Bass CDs
New Album: Ben Wolfe, Any Time After Now
Any Time After Now is the new recording by bassist, composer, and bandleader Ben Wolfe, featuring vibraphonist Joel Ross, pianist Sullivan Fortner, tenor saxophonist Chris Lewis, and drummer Aaron Kimmel — a program of all-original compositions by Wolfe. The ensemble developed the music across a three-night engagement at Dizzy’s Club in New York City before entering the studio to record the album together in a single day. The album will be released May 15 on Wolfe’s label, Resident Arts Records.
“Everything flowed great in the studio. Everything was very organic. It was about the ensemble sound,” Wolfe says. “In some ways, this is my favorite one, from top to bottom.”
Wolfe’s recent recordings have drawn recognition across jazz and mainstream press. In The New York Times, critic Ben Ratliff described his music as “Mingus and Miles Davis meet Bartók and Bernard Herrmann.” DownBeat praised the “melodic ensemble writing and superb playing by a stellar intergenerational crew,” and The Wall Street Journal called his sound “jazz, swinging and sophisticated.” Wynton Marsalis adds simply, “Ben Wolfe swings with authority.”
A synaesthete, Wolfe describes his compositional process in visual terms: “I see sound in colors, shapes, and textures.” Pianist Sullivan Fortner shares this perceptual connection, shaping the ensemble’s sense of tonal color and interaction throughout the recording.
Writing in the album’s liner notes, drummer Jeff “Tain” Watts anticipates the music to be “engaging, yet full of subtext,” as Wolfe “has shown himself to be a proponent of influences both intellectual and visceral.”
Of the title track, Watts writes: “It’s a cool swinger based on a familiar form. It’s comfortable and relaxed from melody to solos; informed by bebop but not beholden to it.

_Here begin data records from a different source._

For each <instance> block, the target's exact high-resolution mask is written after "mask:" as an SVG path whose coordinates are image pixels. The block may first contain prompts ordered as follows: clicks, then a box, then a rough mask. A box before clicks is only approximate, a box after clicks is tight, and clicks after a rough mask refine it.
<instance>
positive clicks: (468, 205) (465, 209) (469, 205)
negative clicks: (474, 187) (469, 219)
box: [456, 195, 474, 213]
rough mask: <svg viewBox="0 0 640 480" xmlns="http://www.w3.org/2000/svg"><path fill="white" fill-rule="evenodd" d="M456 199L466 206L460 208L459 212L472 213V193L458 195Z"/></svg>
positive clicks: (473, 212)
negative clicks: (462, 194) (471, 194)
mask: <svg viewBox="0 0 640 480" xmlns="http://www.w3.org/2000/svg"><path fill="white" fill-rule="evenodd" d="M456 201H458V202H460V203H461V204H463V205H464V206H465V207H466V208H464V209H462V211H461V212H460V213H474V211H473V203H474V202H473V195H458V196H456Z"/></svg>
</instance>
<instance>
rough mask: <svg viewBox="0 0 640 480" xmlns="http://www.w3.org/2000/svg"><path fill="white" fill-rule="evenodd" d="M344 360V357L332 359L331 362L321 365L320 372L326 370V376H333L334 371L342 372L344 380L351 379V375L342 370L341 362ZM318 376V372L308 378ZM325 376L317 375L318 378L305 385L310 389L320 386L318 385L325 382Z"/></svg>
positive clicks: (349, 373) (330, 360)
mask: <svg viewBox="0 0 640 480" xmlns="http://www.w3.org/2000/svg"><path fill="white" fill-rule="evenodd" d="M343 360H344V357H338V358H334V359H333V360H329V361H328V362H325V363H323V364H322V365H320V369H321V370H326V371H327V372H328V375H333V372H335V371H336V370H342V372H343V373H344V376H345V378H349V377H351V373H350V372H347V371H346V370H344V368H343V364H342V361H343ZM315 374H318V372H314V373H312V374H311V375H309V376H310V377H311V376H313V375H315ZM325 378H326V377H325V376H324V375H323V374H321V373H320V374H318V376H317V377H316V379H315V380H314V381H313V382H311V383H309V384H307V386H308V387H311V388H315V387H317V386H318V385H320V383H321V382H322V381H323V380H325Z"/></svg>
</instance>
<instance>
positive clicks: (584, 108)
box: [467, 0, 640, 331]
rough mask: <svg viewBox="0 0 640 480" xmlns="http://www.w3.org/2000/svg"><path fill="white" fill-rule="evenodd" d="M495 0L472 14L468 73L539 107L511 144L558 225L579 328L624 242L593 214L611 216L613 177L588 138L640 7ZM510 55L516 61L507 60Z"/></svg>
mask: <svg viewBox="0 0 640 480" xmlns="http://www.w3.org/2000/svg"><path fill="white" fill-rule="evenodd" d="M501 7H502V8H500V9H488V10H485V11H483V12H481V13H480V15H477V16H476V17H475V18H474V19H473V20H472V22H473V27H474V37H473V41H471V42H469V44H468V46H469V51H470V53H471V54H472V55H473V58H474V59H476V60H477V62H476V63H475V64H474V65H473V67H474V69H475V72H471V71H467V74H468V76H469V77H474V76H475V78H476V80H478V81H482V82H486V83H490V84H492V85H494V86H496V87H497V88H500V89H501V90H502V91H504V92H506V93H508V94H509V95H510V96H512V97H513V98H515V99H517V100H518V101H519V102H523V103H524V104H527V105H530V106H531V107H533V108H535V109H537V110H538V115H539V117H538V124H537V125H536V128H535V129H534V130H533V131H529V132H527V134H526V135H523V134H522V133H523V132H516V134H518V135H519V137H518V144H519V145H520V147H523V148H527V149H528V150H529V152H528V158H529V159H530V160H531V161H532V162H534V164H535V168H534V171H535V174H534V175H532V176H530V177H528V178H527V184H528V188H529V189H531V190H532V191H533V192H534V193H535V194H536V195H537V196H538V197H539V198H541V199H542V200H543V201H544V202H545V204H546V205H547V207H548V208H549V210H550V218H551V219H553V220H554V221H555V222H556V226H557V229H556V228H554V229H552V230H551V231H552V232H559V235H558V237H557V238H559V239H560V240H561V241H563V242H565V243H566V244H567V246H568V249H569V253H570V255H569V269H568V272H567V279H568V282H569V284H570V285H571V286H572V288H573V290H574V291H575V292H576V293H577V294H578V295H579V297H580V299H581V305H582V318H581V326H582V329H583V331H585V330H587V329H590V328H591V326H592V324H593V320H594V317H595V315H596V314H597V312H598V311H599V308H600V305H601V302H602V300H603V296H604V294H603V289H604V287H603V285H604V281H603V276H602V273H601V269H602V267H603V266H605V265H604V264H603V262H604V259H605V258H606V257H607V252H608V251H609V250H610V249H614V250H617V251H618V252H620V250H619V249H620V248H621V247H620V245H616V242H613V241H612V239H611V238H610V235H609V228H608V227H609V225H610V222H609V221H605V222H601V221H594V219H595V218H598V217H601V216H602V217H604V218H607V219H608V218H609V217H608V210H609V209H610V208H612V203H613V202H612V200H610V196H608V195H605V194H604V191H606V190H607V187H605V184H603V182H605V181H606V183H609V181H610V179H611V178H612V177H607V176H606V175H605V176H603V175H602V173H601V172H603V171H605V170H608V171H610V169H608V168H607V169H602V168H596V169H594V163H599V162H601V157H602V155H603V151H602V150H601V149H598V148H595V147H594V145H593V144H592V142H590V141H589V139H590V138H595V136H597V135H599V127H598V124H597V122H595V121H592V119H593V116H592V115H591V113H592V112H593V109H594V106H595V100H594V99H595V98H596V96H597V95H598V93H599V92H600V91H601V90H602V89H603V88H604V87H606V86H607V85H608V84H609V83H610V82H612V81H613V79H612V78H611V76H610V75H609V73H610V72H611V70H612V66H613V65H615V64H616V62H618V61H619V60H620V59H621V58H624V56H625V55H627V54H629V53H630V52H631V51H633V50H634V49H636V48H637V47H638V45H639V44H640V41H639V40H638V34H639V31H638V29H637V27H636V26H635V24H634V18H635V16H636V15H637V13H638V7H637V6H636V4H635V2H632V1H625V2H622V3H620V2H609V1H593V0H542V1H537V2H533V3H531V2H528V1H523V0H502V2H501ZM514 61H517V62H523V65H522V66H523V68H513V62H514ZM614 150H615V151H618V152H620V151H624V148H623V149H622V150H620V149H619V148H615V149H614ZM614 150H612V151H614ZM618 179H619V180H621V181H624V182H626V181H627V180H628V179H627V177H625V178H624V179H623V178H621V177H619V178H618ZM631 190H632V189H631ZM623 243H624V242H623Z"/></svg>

Great drum solo from Aaron Kimmel, full of Pennsylvania wit and soul.” He describes “Waltz II” as “very pretty with lots of air, framed by the leader’s always rich tone and beat,” while “If Only” is “short, sweet and thoughtful… blurring the line between the written and spontaneous composition. Very musical.”
Elsewhere, “Blues” unfolds as “a smart, yet nicely hazy blues,” “5/4 Groove” “reads almost cinematically, beginning with an abstract kind of gangster tumbao. The harmonic colors and instrumentation to the ensuing composition remind me of the great Andrew Hill,” and “Do You Love?” enters “with a mature tempo, and a gorgeous, longing melody. Although one of the longer tracks, it is a mood piece to be simply experienced.”
“These great artists have come together and made a beautiful thing,” Watts concludes. “It feels like one of those days where everything works. The older I get, I try to allow and enable music to happen, and this is a great example of selfless, almost baroque musicianship. Many things are called ‘jazz’ these days, but this is what it smells like for sure. Congratulations Ben Wolfe and co. for music that is instantly enjoyable but will assuredly be rewarding upon further listening.”